The service provides accommodation and support to four adults with autism. It is based within a detached property in a residential area of Winsford, close to local amenities. At the time of the visit, there were three people living at the service.
The service did not have a registered manager. A registered manager is a person who has registered with the Care Quality Commission to manage the service. Like registered providers, they are ‘registered persons’. Registered persons have legal responsibility for meeting the requirements in the Health and Social Care Act 2008 and associated Regulations about how the service is run.’ This service had a manager who was the registered manager at another iMap location but she had applied to have this service added to her registration.
People lived in a detached house that had been adapted in part to meet their needs. Improvements were needed to ensure that the building was kept clean in order to minimise the risk of infection. We were informed that remedial repairs and refurbishment were planned to improve the communal areas and to give the service a more ‘homely” feel. The registered provider ensured that it was safe and that all required checks were carried out on a regular basis.

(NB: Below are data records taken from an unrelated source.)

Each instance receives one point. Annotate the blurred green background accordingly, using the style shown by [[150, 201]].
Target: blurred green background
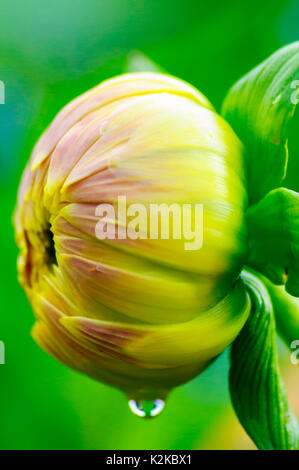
[[49, 53]]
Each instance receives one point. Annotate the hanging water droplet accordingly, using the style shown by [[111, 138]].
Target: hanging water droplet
[[147, 408]]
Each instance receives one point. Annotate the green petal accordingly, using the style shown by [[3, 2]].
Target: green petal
[[273, 234], [256, 388], [259, 107]]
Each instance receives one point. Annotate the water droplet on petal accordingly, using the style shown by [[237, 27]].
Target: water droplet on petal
[[147, 408]]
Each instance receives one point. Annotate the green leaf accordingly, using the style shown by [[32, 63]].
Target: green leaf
[[260, 107], [273, 237], [139, 62], [286, 311], [256, 388]]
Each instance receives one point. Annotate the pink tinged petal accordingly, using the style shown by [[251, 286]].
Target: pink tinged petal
[[105, 93]]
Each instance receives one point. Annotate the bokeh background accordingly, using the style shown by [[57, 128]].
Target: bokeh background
[[49, 53]]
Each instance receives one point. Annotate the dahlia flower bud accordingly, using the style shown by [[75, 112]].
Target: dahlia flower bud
[[140, 313]]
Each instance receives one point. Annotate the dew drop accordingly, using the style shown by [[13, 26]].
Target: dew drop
[[147, 408]]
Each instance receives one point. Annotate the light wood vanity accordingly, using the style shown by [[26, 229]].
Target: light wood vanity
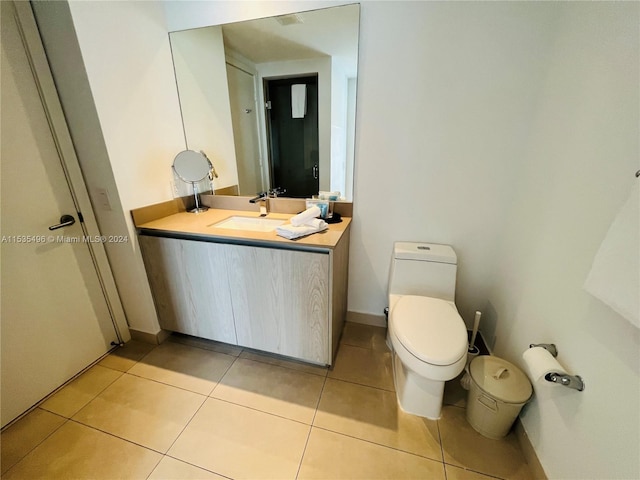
[[253, 289]]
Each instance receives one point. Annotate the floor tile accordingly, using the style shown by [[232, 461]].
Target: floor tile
[[373, 414], [333, 456], [191, 368], [24, 435], [457, 473], [363, 366], [212, 345], [78, 452], [148, 413], [172, 469], [72, 397], [365, 336], [466, 448], [454, 394], [239, 442], [272, 389], [284, 362], [124, 358]]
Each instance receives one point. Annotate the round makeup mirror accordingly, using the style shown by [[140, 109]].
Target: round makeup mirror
[[193, 167]]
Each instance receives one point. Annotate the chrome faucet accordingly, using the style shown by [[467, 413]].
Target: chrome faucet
[[263, 198]]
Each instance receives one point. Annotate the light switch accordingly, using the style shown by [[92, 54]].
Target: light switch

Observations indicated that people were happy at the service and there were positive interactions with staff. People were supported by staff that knew them well and could anticipate their needs. The requirements of the Mental Capacity Act 2005 were met and staff used a range of strategies to communicate with people to help them express themselves and to indicate consent. Applications had been made under the Deprivation of Liberty Safeguards where it was felt a person’s liberty was being restricted or deprived.

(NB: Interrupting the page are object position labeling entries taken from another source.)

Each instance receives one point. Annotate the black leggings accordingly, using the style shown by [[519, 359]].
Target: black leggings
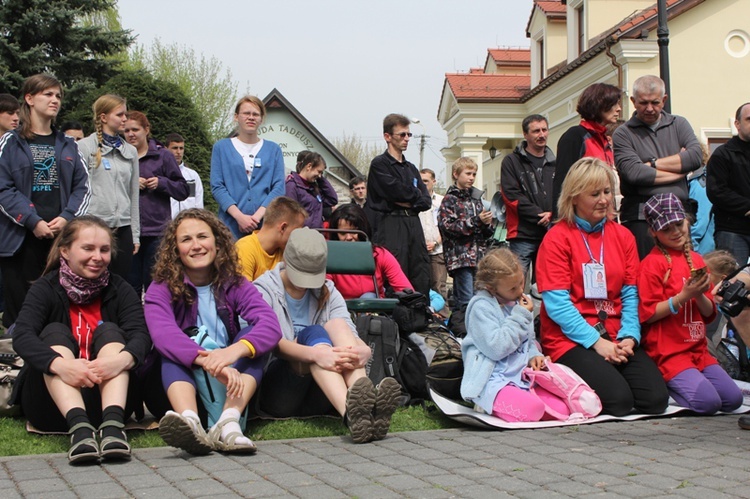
[[637, 384], [286, 394], [37, 403]]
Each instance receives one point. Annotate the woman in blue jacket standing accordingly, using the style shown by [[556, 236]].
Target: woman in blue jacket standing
[[247, 172], [43, 185], [159, 180]]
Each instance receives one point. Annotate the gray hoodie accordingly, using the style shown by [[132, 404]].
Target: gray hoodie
[[272, 289], [115, 194]]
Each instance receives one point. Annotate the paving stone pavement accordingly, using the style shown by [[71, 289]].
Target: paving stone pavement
[[684, 456]]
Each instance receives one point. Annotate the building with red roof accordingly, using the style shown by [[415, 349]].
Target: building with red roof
[[575, 43]]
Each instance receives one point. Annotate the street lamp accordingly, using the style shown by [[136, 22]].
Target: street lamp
[[662, 33], [422, 138]]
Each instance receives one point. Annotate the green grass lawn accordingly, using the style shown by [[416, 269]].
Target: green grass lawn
[[15, 441]]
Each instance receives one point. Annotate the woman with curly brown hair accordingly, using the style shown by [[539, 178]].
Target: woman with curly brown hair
[[81, 332], [599, 105], [195, 302], [113, 172]]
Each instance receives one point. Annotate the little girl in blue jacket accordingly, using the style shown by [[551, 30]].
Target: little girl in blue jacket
[[500, 343]]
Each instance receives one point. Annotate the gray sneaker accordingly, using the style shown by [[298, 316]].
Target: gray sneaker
[[386, 402], [189, 436], [360, 401]]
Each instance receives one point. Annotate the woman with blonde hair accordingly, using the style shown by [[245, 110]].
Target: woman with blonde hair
[[247, 172], [159, 181], [588, 267], [43, 185], [196, 300], [113, 170]]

Staff were aware what was required in order to keep people safe and there was evidence that they were confident to report matters of concern. People received care and support from staff that had been through robust recruitment procedures to ensure that they were of suitable character to work in this setting. Staff also underwent an induction programme to equip them with the knowledge and skills to support people.
Care records were personalised and gave an accurate picture of a person’s needs, wishes, preferences and personality traits. There were also risk assessments in place to direct staff in managing certain aspects of a person’s care. This meant that staff not familiar with people at the service would be able to know about them and how their support needed to be delivered.
The registered provider ensured that audits (checks) were carried out on a regular basis in order to monitor the quality and effectiveness of the service. They responded in a timely manner to any complaints that were raised in line with their complaints policy.